So as far as our development workflow, we focused on field mappings from by complexity and content type. So we would migrate, you know, like blog posts with just the basic fields, like title, maybe there's some basic text fields, and we would submit a PR for that and have that reviewed and approved and merged, and then we would do another round where we would come back and take a look at rich fields or files and images. We just sort of moved down the pike of complexity. That way the client had something to look at. They could see our progress happening incrementally and we could keep our PRs small and reviewable.

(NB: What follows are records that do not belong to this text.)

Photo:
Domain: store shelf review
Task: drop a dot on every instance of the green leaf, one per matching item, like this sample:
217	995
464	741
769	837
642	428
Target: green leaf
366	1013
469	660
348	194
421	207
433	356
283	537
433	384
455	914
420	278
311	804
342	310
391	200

So our migration development strategy was we created and edited the migration configuration files directly in the config sync directory. We preserved the note IDs for stand alone content. We migrated unpublished content because we didn't want to have broken links and menu issues. And we wanted to prioritize the ability to roll back and reimport. We're doing this in groups of six, and, you know, the migration is running for all these different sites, 85 different sites. We wanted the ability to roll back the migration. So we didn't use things like entity generate as a process plugin. So we wanted to be able to roll things back out.

We used ga_migrate_site for specific site overrides and log skips and exceptions using a custom logging solution, which I'll show you in a second.

Our solution order of how we're trying to solve a problem is first we tried to do it with configuration and using core and contrib modules. If we couldn't do it there, we would look Atticus Tom source process plugins and services in the ga_migrate module. If we couldn't do it that way, that's when we defaulted to using the hook system.

Custom logging. This is something that was very helpful for migration. We were able to share logs with the client through migrating all of these sites. Marcus Canno developed it so that we could track these skips and exceptions throughout the migration process.

So we use this function if our logic skipped a row or if we felt we needed a record of something, or if something unexpected occurred. All sorts of varying cases. With varying severity. And so we would be able to track down the issue. We just had this function we could use anywhere in our code with GA migrate log. It could provide a detailed message with any IDs that could help us track down the problem. The migration ID of the current migration that's running. The audience was whether if the client was digital services Georgia or the dev team, like who needs to look at this issue. Sometimes we just wanted to record that something happened and we wanted to make sure that something happened.

And then severity. Was it a warning notice or error. The category was just a short descriptor where we could use to sort things out. And the real ID. The current item being migrated.

There's a drush command along with this module that created a TSV file from a table of messages. And we would import this into Google sheets and it was useful for tracking down those edge cases. You could filter by various things. You could look up an ID. And it helped us fine tune the migrations. So how do we migrate 85 plus sites? The answer is in phases.

So the migration phases were staggered in groups of about six sites over two week periods. In each phase, this is an overview of the procedures. So we would add the new sites to Tugboat and remove the old group of sites. We'd run the migrations on Tugboat. And then let the client QA the migration on Tugboat. Any issues that they found they would give to the development team. The development team would fix those issues. Then the migration would run on production and the client would prepare the site for launch, meaning any manual migrations, any new content that needed to be created, and then the site would launch.

All right. Magical Nerdery time. Karen told me this was the most complex migration she'd ever done. Most migrations are not this complicated. But I wanted to pick out some of the more complex problems that we solved and show you what we did, so it's time to put on your technical hats.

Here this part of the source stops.